20. ГОВОРЯЩИЕ МАШИНЫ

   Ключи торчали в замке зажигания.
   — Давай так и сделаем, — сказал я Кэти.
   — Сделаем что?
   Мы сидели на полночно-синем «хадсоне» 52-го. Его ветровое стекло было узким, как прорезь в танке.
   — Давай возьмем эту машину. Ты сама слышала, она пригласила нас. — Я погладил бампер.
   — ПОГНАЛИ, — сказала машина, открыв дверцу и приглашая садиться.
   Кэти поколебалась минуту, потом коротко кивнула.
   — Ладно, — сказала она. — Почему нет?
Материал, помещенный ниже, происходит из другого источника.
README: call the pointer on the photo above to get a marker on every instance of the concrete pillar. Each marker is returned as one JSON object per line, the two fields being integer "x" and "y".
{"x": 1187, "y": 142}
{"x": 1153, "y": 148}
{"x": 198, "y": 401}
Я этих парней знаю всего день-два. Только сначала я прихвачу пива и сигарет.
   — Клево. — Я опустился на водительское место и утонул в мягких пыльных подушках, положив книгу рядом с собой. — Теперь вот что, — сказал я, обращаясь К пустым сиденьям. — Тебе придется начать разговаривать предложениями больше, чем из двух слов. Я не требую, чтобы ты вела интеллектуальные светские беседы, учти это, но я больше не хочу слышать эти гладкие, рубленые фразы.
   — ЭТО МОЖНО, — сказала машина, и я вздохнул.
   Кэти вышла с полным ящиком пивных бутылок без этикеток, но заткнутых пробками. Должно быть, Спек дал ей денег. «За что?» — полюбопытствовала уродливая часть моего разума.
   — Ты думаешь, это в самом деле пиво? — спросил я, когда она открыла другую дверцу и поставила ящик на заднее сиденье.
   — НАПАЛМ, — сказала машина, а Кэти со смехом впорхнула внутрь. У нее был счастливый вид.
   Машина завелась без проблем и покатила вниз по улице. Никто не выбежал, чтобы остановить нас. Насколько я вообще мог судить, у машины хозяина не было.
   Франкс что-то такое сказал про говорящие машины, перед тем как умереть. Мне стало интересно, воплотился ли он снова и в каком виде.
   Тяжелый теплый ветер врывался в мое открытое окно.
   Я заметил, что машина с удовольствием сама управляет собой, и убрал руки с баранки.
   — МОЛОДЧИНА, — отреагировала машина.
   Я протянул руку назад и взял две бутылки. Пиво оказалось холодным, вполне приличного вкуса, не то что виски. Возможно, они сами варили его на Саймионе.
   — Хорошо снова куда-то двигаться, — сказала Кэти. — Я совсем не хочу останавливаться. Прямо сейчас" стоя там…
   — Я знаю, — сказал я, думая о людях, что махали Бобу Титеру. — Наверное, хуже смерти может быть только вечная жизнь, — Ой, не говори так. — Она высунулась в окно, подставив лицо ветру. — Что угодно лучше, чем ничего.
   Мы уже выехали на центральную улицу, мимо нас проносились огни. Множество машин стояло у тротуаров, но лишь немногие ехали. Внезапное сомнение озарило мой мозг.
   — Тебе нужен бензин? — спросил я машину.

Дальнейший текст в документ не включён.